Listing ID: 69880
Repeat Clientele | Great Location | Multitude of Services Offered
Highly desirable NWA chiropractic facility with excellent 20+ year established clientele. This practice has a great reputation in the area and is poised to continue to grow with the expansion the local region is experiencing. With the benefits of multiple modalities being offered, the clientele come to appreciate the holistic approach to wellness and healing.
This business has a great history of success with decades of experience backing their reputation. Yet, it’s retirement time for the current owner and an incredible opportunity to operate this standalone chiropractic practice as it is now, or a great location to add to the growing medicine market.

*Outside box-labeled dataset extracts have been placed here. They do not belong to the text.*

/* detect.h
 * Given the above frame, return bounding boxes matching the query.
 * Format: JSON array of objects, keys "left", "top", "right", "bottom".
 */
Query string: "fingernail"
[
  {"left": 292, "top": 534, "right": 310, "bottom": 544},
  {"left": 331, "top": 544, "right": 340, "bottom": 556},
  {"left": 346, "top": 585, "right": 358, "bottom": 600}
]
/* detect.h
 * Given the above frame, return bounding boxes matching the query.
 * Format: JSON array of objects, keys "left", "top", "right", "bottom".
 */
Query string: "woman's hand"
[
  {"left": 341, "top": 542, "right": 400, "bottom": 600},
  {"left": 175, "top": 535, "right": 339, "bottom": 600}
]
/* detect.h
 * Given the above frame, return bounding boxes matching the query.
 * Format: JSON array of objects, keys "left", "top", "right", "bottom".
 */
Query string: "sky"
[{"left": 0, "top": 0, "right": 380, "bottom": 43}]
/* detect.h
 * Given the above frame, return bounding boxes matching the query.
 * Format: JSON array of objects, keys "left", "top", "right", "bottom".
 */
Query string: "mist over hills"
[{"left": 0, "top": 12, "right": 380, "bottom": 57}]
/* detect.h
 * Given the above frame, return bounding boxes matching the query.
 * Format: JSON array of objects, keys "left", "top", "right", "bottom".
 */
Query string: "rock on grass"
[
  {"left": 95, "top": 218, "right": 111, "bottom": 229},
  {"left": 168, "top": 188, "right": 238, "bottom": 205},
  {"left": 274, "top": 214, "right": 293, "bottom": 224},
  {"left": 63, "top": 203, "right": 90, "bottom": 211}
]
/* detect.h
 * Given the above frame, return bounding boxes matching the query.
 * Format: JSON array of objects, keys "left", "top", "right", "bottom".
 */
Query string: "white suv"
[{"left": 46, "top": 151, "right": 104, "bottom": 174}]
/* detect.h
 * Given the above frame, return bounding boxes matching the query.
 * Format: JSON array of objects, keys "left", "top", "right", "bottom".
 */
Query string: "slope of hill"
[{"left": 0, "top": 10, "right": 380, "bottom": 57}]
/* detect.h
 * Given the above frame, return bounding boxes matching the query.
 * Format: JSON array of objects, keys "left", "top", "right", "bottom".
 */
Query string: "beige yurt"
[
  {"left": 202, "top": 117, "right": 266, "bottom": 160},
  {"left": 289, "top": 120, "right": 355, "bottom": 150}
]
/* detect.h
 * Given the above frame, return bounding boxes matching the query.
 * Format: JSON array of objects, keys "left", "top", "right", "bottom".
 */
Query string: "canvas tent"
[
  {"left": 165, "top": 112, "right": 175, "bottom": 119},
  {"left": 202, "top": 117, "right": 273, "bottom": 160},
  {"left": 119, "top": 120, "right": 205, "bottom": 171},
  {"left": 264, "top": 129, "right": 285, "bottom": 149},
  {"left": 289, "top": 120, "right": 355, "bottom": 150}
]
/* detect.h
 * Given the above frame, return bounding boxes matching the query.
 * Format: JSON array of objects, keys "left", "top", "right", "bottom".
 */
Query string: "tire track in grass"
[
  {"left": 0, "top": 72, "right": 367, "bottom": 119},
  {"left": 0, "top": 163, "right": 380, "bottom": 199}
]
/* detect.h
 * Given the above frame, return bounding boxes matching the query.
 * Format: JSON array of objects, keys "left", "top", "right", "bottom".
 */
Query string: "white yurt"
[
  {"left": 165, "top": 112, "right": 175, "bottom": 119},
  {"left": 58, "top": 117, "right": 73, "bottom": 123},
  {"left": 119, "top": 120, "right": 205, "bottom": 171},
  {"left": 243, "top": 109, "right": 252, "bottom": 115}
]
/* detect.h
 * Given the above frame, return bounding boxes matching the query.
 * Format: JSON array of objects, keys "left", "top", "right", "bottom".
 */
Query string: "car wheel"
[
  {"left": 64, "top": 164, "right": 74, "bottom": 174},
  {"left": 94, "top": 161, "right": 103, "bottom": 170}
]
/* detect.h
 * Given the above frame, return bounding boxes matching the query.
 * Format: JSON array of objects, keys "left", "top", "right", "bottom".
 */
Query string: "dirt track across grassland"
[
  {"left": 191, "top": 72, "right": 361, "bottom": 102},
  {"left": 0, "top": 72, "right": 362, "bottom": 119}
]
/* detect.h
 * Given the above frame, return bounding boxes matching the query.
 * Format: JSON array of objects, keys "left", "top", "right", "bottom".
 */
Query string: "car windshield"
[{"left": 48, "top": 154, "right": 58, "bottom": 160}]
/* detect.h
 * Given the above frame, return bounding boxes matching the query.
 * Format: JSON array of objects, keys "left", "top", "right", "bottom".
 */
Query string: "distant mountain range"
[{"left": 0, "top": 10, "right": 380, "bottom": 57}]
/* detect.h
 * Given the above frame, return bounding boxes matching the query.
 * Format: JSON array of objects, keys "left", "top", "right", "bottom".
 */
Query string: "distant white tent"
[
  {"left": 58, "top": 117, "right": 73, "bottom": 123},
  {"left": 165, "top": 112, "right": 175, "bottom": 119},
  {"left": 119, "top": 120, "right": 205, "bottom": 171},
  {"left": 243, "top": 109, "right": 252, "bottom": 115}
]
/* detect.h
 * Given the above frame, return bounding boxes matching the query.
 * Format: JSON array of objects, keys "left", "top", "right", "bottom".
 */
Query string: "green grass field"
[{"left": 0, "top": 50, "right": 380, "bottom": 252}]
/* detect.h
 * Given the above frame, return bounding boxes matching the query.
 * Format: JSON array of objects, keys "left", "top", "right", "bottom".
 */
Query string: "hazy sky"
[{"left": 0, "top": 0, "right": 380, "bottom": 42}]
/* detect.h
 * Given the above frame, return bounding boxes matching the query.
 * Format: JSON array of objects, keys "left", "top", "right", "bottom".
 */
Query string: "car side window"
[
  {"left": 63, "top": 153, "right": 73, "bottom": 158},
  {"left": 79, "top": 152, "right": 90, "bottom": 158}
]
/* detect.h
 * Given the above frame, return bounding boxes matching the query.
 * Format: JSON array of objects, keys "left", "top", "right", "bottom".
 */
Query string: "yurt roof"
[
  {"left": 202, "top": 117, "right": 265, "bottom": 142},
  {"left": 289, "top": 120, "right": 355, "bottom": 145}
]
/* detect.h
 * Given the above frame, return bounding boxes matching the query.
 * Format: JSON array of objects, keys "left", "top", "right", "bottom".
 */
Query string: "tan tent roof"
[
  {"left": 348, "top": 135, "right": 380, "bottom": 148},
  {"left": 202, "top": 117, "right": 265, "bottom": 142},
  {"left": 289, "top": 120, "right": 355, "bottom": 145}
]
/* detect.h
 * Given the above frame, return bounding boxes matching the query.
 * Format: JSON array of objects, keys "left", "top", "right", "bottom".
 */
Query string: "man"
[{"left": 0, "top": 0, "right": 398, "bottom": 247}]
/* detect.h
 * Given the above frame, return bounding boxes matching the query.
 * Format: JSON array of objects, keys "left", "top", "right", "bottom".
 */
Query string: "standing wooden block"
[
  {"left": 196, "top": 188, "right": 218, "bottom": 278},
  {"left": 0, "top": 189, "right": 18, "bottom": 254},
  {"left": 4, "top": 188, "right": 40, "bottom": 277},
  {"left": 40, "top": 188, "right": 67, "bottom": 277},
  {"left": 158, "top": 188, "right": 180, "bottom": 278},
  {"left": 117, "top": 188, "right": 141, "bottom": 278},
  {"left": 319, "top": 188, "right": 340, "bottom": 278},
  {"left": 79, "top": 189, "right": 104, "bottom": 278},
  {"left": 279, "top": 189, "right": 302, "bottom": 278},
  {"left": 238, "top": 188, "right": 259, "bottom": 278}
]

Services offered by this business are multi-disciplined and include acupuncture, physicals, adjustments, headache treatments, alternative healthcare, fertility treatments, massage therapy, advanced decompression therapy, and many more.
- Asking Price: $425,000
- Cash Flow: $161,138
- Gross Revenue: $1,030,119
- EBITDA: N/A
- FF&E: $137,418
- Inventory: $6,800
- Inventory Included: Yes
- Established: N/A
Owner willing to train for negotiable timeframe
The deal shall include inventory valued at $6,800, which is included in the suggested price.
Why is the Current Owner Selling The Business?
There are all kinds of reasons why people decide to sell companies. However, the true reason and the one they say to you may be 2 completely different things. As an example, they might state "I have way too many various obligations" or "I am retiring". For numerous sellers, these reasons are valid. But, for some, these might simply be excuses to try to conceal the reality of altering demographics, increased competitors, recent decrease in profits, or a range of other factors. This is why it is extremely crucial that you not rely completely on a seller's word, however rather, utilize the vendor's answer along with your total due diligence. This will paint a much more realistic picture of the business's present circumstance.
Existing Debts and Future Obligations
If the current business is in debt, which many companies are, then you will certainly need to consider this when valuating/preparing your deal. Lots of operating businesses finance loans in order to cover points like stock, payroll, accounts payable, and so on. Bear in mind that in some cases this can indicate that revenue margins are too thin. Many companies fall under a revolving door of taking on debt as a way to pay back various other loans. In addition to debts, there may additionally be future obligations to consider. There may be an outstanding lease on equipment or the building where the business resides. The business may have existing contracts with suppliers that have to be met or may result in charges if terminated early.
Understanding the Customer Base, Competition and Area Demographics
Exactly how do operating businesses in the area draw in brand-new consumers? Often times, businesses have repeat consumers, which form the core of their day-to-day earnings. Particular factors such as brand-new competition growing up around the location, roadway building and construction, as well as personnel turnover can impact repeat clients as well as negatively influence future earnings. One essential thing to think about is the placement of the business. Is it in a very trafficked shopping mall, or is it concealed from the highway? Certainly, the more people that see the business regularly, the higher the opportunity to develop a returning client base. A last thought is the basic location demographics. Is the business placed in a densely inhabited city, or is it situated on the outskirts of town? Exactly how might the regional typical household earnings impact future revenue prospects?